Updated: Jun 28, 2020
Authored by - Garima Rana
Designation - Student
I. Protests in the United States of America
Regardless of the pandemic and lockdown, thousands of people in America have stormed the city of Minnesota to protest against the death of George Floyd by the police. George Floyd was an African American security guard who was arrested on suspicion of using the counterfeit bill. During the arrest, four police officers approached him, Floyd was pinned down and a police officer knelt on his neck even after she said “I can't breathe" and eventually died. The policeman, who knelt on Floyd, has been arrested and charged with murder. Three others who were present and watched the scene unfold have not yet been charged although they have been dismissed from service. Floyd’s death triggered demonstrations and protests against police brutality in the United States of America.
II. Misuse of powers by Indian police
Police brutality is a violation of civil rights where officers exercise undue or excessive force against a person which includes physical or verbal harassment, physical or mental injury, property damage, and death. The police are misusing their powers and are not being held accountable for that. No superior or politician is going to question the acts of a policeman. Complaints against police are rarely prosecuted. Police brutality in India is not just as it is in the United States of America, the situation here is worse as no action is taken against them.
III. Situation in India
We are all aware that custodial deaths and gratuitous police beatings in India are quite common. Many instances similar to George Floyd’s death make news and are talked about on social media, but they fade away without any national outcry or protests as seen in the United States of America. A few recent examples in India are police beating violators during the lockdown, student protestors as well as non-protesting students at the campus of Jamia Milia Islamia during Citizenship Amendment Act protests, unarmed protestors were killed and many more injured in the Thoothukudi Massacre, and many more. All these cases were talked about in the news and on social media but were forgotten with time.
IV. Police brutality during CAA protest and lockdown in India
India invoked Section 144 of the Indian Penal Code (IPC), which prohibits assembly of four or more people, to ensure that people don't venture out during the lockdown and to contain the spread of the coronavirus. Those violating section 144 can be arrested and detained by the police. However, the government hasn't authorized the police to use force to impose the lockdown. A lot of videos of police brutality became viral during the lockdown in India. Although the fear was necessary to stop people coming out of their homes and violate the lockdown rules. But there were a lot of people who were out to get essential supplies and some were brutally injured.

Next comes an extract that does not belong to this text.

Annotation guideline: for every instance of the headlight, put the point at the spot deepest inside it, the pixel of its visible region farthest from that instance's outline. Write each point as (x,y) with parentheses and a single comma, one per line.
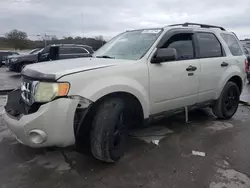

The protest against The Citizen Amendment Act protests caused a widespread national protest. The passing of the CAA was seen as an issue that would affect everyone, not just Muslims. Similarly, police brutality should shake up all of us, even if we all may not have personally faced it. These are things about our system that have to change and only public opinion expressed jointly and forcefully, can do that.
People praise the acts of a policeman who has taken law in its own hands in Indian Movies. Indian movies show policemen torture suspects in custody, despite having rules against it, people consider it right. Keeping a blind eye towards police brutality is causing the graph to rise People don’t realize this but if even one police officer is psychotic, sadistic, and violent and has groomed their fellow officers to follow or obey, then they all can cause harm. A transformative change starts with us in the streets demanding our rights.